The American Medical Society for Sports Medicine position statement: concussion in sport states that, “While the majority of concussions resolve within 7–10 days, in some cases symptoms persist for weeks, months or years beyond the initial injury.”
Those who suffer from chronic concussion-based symptoms, at the root of these symptoms are typically visual problems, that left untreated can be tough to deal with. From the words of one of our patients, “My journey started about 5 years ago when I had a pretty significantly hit to my head. Shortly after that, I began to notice some negative changes in my vision. My eyes would become fatigued after the simplest of visual tasks. They felt like they were being pulled apart when reading anything up close, I had blurry vision, double vision, light sensitivity, and headaches. It got to the point where I would completely avoid using a computer, TV, etc. Even driving made my eyes symptomatic. It was a tough time for me to say the least.”
Indeed, persistent visual problems and related frustration are often found in these individuals with chronic concussion-based symptoms. Therefore, the first step should begin with a referral to a vision care provider for a comprehensive eye health and vision evaluation including a refraction for glasses. Yet, while this might seem like the solution to the problem; if the doctor limits the evaluation to eye health and refraction for glasses alone, key categories of visual function related to eye coordination involving binocular vision/vergence (eye teaming), accommodation (eye focusing) and oculomotor function (eye tracking) can be overlooked.
An important example of eye coordination involving binocular vision involves testing of the two eyes performing “convergence”. If the doctor does a procedure called the Near Point of Convergence Test, they will often find the patient with post-concussion symptoms to exhibit difficulty with convergence to a normal ability (<7cm). As a result this would typically be diagnosed as Convergence Insufficiency.
But wait…just published, new research by Harvard Medical School, Department of Ophthalmology in the American Journal of Ophthalmology entitled: Post-Concussion: Receded Near Point of Convergence is Not Diagnostic of Convergence Insufficiency.
Receded Near Point of Convergence NOT diagnostic of convergence insufficiency?
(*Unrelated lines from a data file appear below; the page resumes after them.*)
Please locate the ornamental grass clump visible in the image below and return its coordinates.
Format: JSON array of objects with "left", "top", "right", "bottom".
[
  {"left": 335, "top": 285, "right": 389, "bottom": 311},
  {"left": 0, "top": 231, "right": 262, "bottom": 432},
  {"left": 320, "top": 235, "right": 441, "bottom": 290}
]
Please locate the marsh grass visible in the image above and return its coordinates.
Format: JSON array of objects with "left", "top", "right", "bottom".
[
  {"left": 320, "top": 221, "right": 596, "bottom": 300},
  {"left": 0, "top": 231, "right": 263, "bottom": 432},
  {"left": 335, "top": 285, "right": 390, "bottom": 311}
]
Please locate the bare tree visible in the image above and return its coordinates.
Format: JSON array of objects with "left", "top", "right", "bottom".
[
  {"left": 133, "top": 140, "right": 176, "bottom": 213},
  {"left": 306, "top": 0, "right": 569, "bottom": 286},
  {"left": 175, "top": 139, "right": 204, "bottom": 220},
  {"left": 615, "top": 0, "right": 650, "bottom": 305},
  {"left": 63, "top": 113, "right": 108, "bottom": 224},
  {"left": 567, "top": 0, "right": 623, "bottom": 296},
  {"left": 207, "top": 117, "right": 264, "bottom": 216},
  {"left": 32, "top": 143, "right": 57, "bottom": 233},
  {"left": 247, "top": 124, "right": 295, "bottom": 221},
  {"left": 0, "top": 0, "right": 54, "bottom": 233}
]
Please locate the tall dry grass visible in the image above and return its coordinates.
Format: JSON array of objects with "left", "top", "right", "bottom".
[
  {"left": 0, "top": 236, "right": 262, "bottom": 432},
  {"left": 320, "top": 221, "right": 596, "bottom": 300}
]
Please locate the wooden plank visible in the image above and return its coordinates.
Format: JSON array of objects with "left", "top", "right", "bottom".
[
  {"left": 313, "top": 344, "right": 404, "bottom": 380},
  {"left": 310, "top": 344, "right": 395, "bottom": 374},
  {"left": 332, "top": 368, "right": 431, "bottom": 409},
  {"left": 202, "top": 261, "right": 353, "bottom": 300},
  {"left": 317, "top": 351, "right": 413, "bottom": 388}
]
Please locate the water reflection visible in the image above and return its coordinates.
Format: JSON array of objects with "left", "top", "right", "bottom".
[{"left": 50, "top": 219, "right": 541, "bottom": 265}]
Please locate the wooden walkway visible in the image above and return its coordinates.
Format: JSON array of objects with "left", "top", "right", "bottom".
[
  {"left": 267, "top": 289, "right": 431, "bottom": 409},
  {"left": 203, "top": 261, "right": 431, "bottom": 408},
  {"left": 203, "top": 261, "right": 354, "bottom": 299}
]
Isn’t this a contradiction? When I first read the headline my first thought was, surely this can’t be true. In all my years and clinical experience evaluating those with chronic concussion-based symptoms, a reduced Near Point of Convergence (NPC) and Convergence Insufficiency diagnosis is very common.
However, maybe the authors selected the title for this article as a clever strategy to grab our attention and suggest that we not get so fast with a quick diagnosis based on a single test. Because when you read the conclusions of the research it is in fact very consistent with clinical experience. Yes, these patients do have a reduced NPC, but it is much more serious than that. And, quite frankly, that’s the key to understanding these patients with chronic concussion-based symptoms.
Here is what they found:
In their research, patients who had chronic concussion-based symptoms, 89% had a receded Near Point of Convergence! However, what they also found was, the majority of these post concussion patients had an array of oculomotor, accommodative and binocular/vergence dysfunction. Put another way, their reduced NPC was just the “tip of the iceberg”.
In addition the researcher’s found of the 89% of those patients with a receded NPC:
- 95% had an oculomotor disorder
- 84% had deficits in accommodation (solely 41% or in combination with vergence disorders 43%)
- 54% had vergence disorders (also usually accompanied by an accommodative disorder 78%)
- Where as, convergence insufficiency “standing alone”, was found in only 6% of the cases
Therefore, their final conclusion reads: “Because treatment options for the various oculomotor dysfunctions differ, it is prudent that these patients (with concussion-based symptoms) undergo a thorough examination of their vergence and accommodative systems so that an accurate diagnosis can be made and appropriate treatment prescribed.”
As outlined by the American Optometric Association in the Clinical Practice Guideline (CPG-18) for Accommodative and Vergence Dysfunction, the treatment of choice is office-based optometric vision therapy/rehabilitation for those with binocular/vergence, accommodative and oculomotor dysfunction.
For those patients who are experiencing chronic concussion-based symptoms, appropriate and effective treatment for these complex sensorimotor problems, is not a series of take home eye exercises or just a variety of saccadic eye movement routines. It requires a sophisticated office-based approach to integrate binocular/vergence function with accommodation and oculomotor function by a skilled vision therapist applying appropriate lenses, prisms and/or therapeutic tints prescribed and supervised by an experienced Doctor of Optometry who specializes in developmental vision and rehabilitation.